Study of hot electron spatial energy deposition in spherical targets relevant to shock ignition
ORAL
Abstract
Understanding hot electron generation and coupling is important for the high-intensity shock ignition (SI) inertial confinement fusion concept. Recent hard x-ray experimental data from a SI-relevant platform on OMEGA-60 suggest that \textless 100 keV hot electrons may augment shock pressure by depositing their energy in the solid density region behind the ablation front [1]. These results deduced from simulation are convincing support for electron assisted SI. To further investigate beneficial hot electron characteristics from both high intensity UV and IR lasers in this relevant regime, we performed a joint OMEGA-60/OMEGA EP experiment in the spherical geometry. 60 UV laser beams (18 kJ, 1.8 ns, up to 10$^{\mathrm{15}}$ W/cm$^{\mathrm{2}})$ irradiated a low-density Cu foam ball target with a CH ablator followed by a single IR short pulse laser (2.6 kJ, 100 ps, 10$^{\mathrm{17}}$ W/cm$^{\mathrm{2}})$ at various delays.

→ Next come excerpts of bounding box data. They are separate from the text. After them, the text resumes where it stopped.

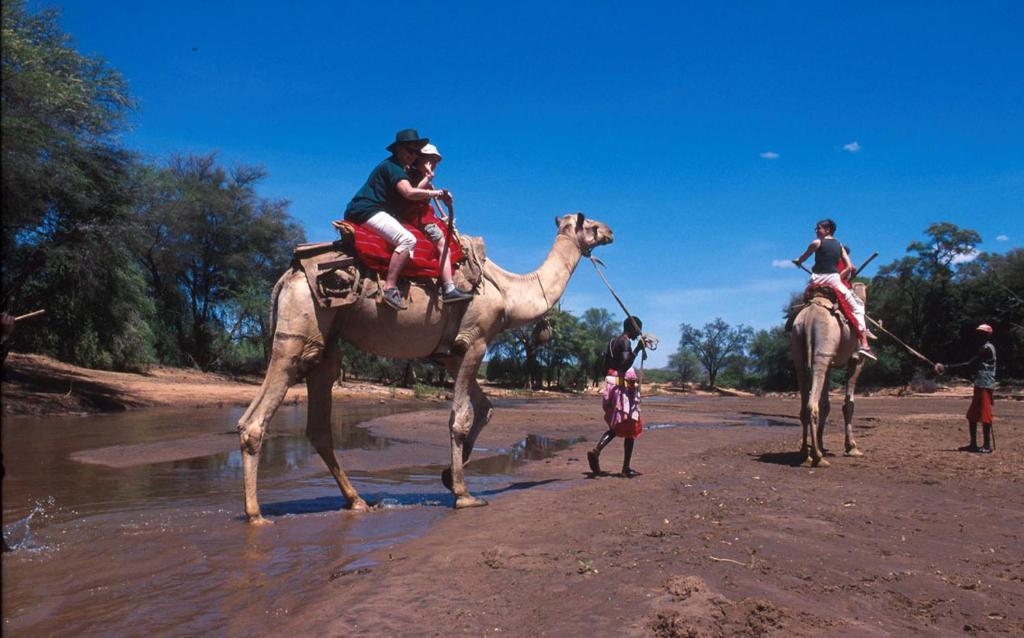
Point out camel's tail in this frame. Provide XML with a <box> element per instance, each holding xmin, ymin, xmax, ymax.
<box><xmin>269</xmin><ymin>270</ymin><xmax>292</xmax><ymax>340</ymax></box>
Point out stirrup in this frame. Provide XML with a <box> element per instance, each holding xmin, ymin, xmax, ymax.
<box><xmin>381</xmin><ymin>288</ymin><xmax>409</xmax><ymax>310</ymax></box>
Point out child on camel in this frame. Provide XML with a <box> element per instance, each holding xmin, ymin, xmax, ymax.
<box><xmin>345</xmin><ymin>128</ymin><xmax>452</xmax><ymax>310</ymax></box>
<box><xmin>403</xmin><ymin>143</ymin><xmax>473</xmax><ymax>303</ymax></box>
<box><xmin>935</xmin><ymin>324</ymin><xmax>995</xmax><ymax>454</ymax></box>
<box><xmin>587</xmin><ymin>316</ymin><xmax>647</xmax><ymax>478</ymax></box>
<box><xmin>793</xmin><ymin>219</ymin><xmax>877</xmax><ymax>359</ymax></box>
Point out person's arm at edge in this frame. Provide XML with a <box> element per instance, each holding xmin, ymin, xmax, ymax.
<box><xmin>793</xmin><ymin>240</ymin><xmax>821</xmax><ymax>266</ymax></box>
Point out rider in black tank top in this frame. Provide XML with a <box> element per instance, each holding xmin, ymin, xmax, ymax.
<box><xmin>811</xmin><ymin>237</ymin><xmax>843</xmax><ymax>274</ymax></box>
<box><xmin>793</xmin><ymin>219</ymin><xmax>876</xmax><ymax>359</ymax></box>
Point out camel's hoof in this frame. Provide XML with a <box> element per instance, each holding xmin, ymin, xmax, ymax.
<box><xmin>249</xmin><ymin>514</ymin><xmax>273</xmax><ymax>527</ymax></box>
<box><xmin>455</xmin><ymin>494</ymin><xmax>487</xmax><ymax>510</ymax></box>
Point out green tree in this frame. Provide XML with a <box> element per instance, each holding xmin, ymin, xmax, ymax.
<box><xmin>861</xmin><ymin>222</ymin><xmax>981</xmax><ymax>385</ymax></box>
<box><xmin>749</xmin><ymin>326</ymin><xmax>797</xmax><ymax>391</ymax></box>
<box><xmin>134</xmin><ymin>154</ymin><xmax>304</xmax><ymax>369</ymax></box>
<box><xmin>580</xmin><ymin>308</ymin><xmax>622</xmax><ymax>384</ymax></box>
<box><xmin>677</xmin><ymin>317</ymin><xmax>754</xmax><ymax>386</ymax></box>
<box><xmin>0</xmin><ymin>0</ymin><xmax>153</xmax><ymax>368</ymax></box>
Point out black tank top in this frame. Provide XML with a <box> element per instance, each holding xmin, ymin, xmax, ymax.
<box><xmin>811</xmin><ymin>238</ymin><xmax>843</xmax><ymax>274</ymax></box>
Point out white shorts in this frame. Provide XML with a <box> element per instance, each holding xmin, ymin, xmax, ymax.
<box><xmin>362</xmin><ymin>211</ymin><xmax>416</xmax><ymax>254</ymax></box>
<box><xmin>811</xmin><ymin>272</ymin><xmax>867</xmax><ymax>332</ymax></box>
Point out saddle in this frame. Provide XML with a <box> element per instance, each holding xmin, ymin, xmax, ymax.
<box><xmin>292</xmin><ymin>221</ymin><xmax>486</xmax><ymax>308</ymax></box>
<box><xmin>785</xmin><ymin>286</ymin><xmax>856</xmax><ymax>333</ymax></box>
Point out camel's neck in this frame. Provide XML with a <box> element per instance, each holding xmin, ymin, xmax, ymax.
<box><xmin>488</xmin><ymin>235</ymin><xmax>581</xmax><ymax>328</ymax></box>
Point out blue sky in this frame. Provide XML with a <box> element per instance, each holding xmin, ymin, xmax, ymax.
<box><xmin>49</xmin><ymin>1</ymin><xmax>1024</xmax><ymax>366</ymax></box>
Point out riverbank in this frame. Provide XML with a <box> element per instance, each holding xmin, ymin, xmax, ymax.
<box><xmin>2</xmin><ymin>352</ymin><xmax>585</xmax><ymax>415</ymax></box>
<box><xmin>2</xmin><ymin>352</ymin><xmax>1007</xmax><ymax>416</ymax></box>
<box><xmin>282</xmin><ymin>396</ymin><xmax>1024</xmax><ymax>638</ymax></box>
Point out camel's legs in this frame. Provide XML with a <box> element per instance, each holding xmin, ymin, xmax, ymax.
<box><xmin>238</xmin><ymin>339</ymin><xmax>304</xmax><ymax>524</ymax></box>
<box><xmin>843</xmin><ymin>358</ymin><xmax>864</xmax><ymax>457</ymax></box>
<box><xmin>817</xmin><ymin>370</ymin><xmax>831</xmax><ymax>455</ymax></box>
<box><xmin>306</xmin><ymin>344</ymin><xmax>369</xmax><ymax>512</ymax></box>
<box><xmin>797</xmin><ymin>358</ymin><xmax>811</xmax><ymax>463</ymax></box>
<box><xmin>804</xmin><ymin>356</ymin><xmax>829</xmax><ymax>467</ymax></box>
<box><xmin>442</xmin><ymin>341</ymin><xmax>489</xmax><ymax>509</ymax></box>
<box><xmin>441</xmin><ymin>376</ymin><xmax>494</xmax><ymax>490</ymax></box>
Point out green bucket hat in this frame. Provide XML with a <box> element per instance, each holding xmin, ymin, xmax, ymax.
<box><xmin>387</xmin><ymin>128</ymin><xmax>430</xmax><ymax>153</ymax></box>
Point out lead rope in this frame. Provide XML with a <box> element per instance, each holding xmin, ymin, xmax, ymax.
<box><xmin>587</xmin><ymin>255</ymin><xmax>657</xmax><ymax>395</ymax></box>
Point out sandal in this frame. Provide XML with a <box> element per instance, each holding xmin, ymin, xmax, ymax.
<box><xmin>381</xmin><ymin>288</ymin><xmax>409</xmax><ymax>310</ymax></box>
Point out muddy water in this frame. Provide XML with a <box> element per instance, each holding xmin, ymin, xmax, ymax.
<box><xmin>2</xmin><ymin>403</ymin><xmax>568</xmax><ymax>636</ymax></box>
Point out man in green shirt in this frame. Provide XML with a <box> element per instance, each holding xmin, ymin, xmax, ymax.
<box><xmin>345</xmin><ymin>128</ymin><xmax>452</xmax><ymax>310</ymax></box>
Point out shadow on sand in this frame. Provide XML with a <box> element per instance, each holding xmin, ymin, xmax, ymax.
<box><xmin>256</xmin><ymin>478</ymin><xmax>562</xmax><ymax>519</ymax></box>
<box><xmin>751</xmin><ymin>451</ymin><xmax>804</xmax><ymax>467</ymax></box>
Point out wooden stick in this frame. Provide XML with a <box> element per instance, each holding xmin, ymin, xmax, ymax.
<box><xmin>14</xmin><ymin>308</ymin><xmax>46</xmax><ymax>323</ymax></box>
<box><xmin>708</xmin><ymin>554</ymin><xmax>753</xmax><ymax>568</ymax></box>
<box><xmin>864</xmin><ymin>314</ymin><xmax>935</xmax><ymax>368</ymax></box>
<box><xmin>850</xmin><ymin>251</ymin><xmax>879</xmax><ymax>282</ymax></box>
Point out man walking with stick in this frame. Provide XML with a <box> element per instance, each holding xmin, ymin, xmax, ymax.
<box><xmin>587</xmin><ymin>315</ymin><xmax>647</xmax><ymax>478</ymax></box>
<box><xmin>935</xmin><ymin>324</ymin><xmax>995</xmax><ymax>454</ymax></box>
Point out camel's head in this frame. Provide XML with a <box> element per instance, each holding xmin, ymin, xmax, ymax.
<box><xmin>555</xmin><ymin>213</ymin><xmax>614</xmax><ymax>256</ymax></box>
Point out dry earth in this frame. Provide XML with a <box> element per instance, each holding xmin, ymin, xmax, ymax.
<box><xmin>3</xmin><ymin>354</ymin><xmax>1024</xmax><ymax>637</ymax></box>
<box><xmin>276</xmin><ymin>396</ymin><xmax>1024</xmax><ymax>636</ymax></box>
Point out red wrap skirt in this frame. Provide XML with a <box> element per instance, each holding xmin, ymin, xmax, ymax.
<box><xmin>967</xmin><ymin>388</ymin><xmax>992</xmax><ymax>423</ymax></box>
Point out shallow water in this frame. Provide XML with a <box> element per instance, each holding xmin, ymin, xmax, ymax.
<box><xmin>3</xmin><ymin>403</ymin><xmax>570</xmax><ymax>636</ymax></box>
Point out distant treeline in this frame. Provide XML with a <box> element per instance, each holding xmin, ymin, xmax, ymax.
<box><xmin>0</xmin><ymin>1</ymin><xmax>1024</xmax><ymax>390</ymax></box>
<box><xmin>670</xmin><ymin>227</ymin><xmax>1024</xmax><ymax>391</ymax></box>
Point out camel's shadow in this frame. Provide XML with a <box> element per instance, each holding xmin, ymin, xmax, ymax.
<box><xmin>751</xmin><ymin>451</ymin><xmax>804</xmax><ymax>467</ymax></box>
<box><xmin>256</xmin><ymin>478</ymin><xmax>562</xmax><ymax>518</ymax></box>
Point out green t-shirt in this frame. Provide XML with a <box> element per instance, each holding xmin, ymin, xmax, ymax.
<box><xmin>345</xmin><ymin>157</ymin><xmax>409</xmax><ymax>223</ymax></box>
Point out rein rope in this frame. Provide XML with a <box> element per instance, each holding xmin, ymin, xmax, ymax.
<box><xmin>586</xmin><ymin>254</ymin><xmax>658</xmax><ymax>395</ymax></box>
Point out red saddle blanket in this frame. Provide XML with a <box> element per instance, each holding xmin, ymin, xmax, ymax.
<box><xmin>338</xmin><ymin>219</ymin><xmax>462</xmax><ymax>278</ymax></box>
<box><xmin>804</xmin><ymin>286</ymin><xmax>860</xmax><ymax>339</ymax></box>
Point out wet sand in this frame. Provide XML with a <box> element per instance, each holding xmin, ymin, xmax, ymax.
<box><xmin>3</xmin><ymin>396</ymin><xmax>1024</xmax><ymax>636</ymax></box>
<box><xmin>285</xmin><ymin>397</ymin><xmax>1024</xmax><ymax>636</ymax></box>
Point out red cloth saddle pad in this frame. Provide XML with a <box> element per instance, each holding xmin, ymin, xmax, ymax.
<box><xmin>345</xmin><ymin>213</ymin><xmax>462</xmax><ymax>278</ymax></box>
<box><xmin>804</xmin><ymin>286</ymin><xmax>860</xmax><ymax>339</ymax></box>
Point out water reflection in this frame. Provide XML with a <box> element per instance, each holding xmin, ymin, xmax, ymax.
<box><xmin>2</xmin><ymin>402</ymin><xmax>575</xmax><ymax>636</ymax></box>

The electron spatial energy deposition was diagnosed via imaging Cu K$\alpha $ emission with a spherical crystal imager; total K$\alpha $ photon yield and bremsstrahlung radiation were also measured to infer electron spectra. Experimental results are compared with radiation hydrodynamic modeling and will be presented at the meeting. [1] W. Theobald et al., Phys. Plasmas 22, 056310 (2015).
*Work supported by the U.S. DOE under contracts DE-NA0002730 (NLUF) and DE-SC0014666.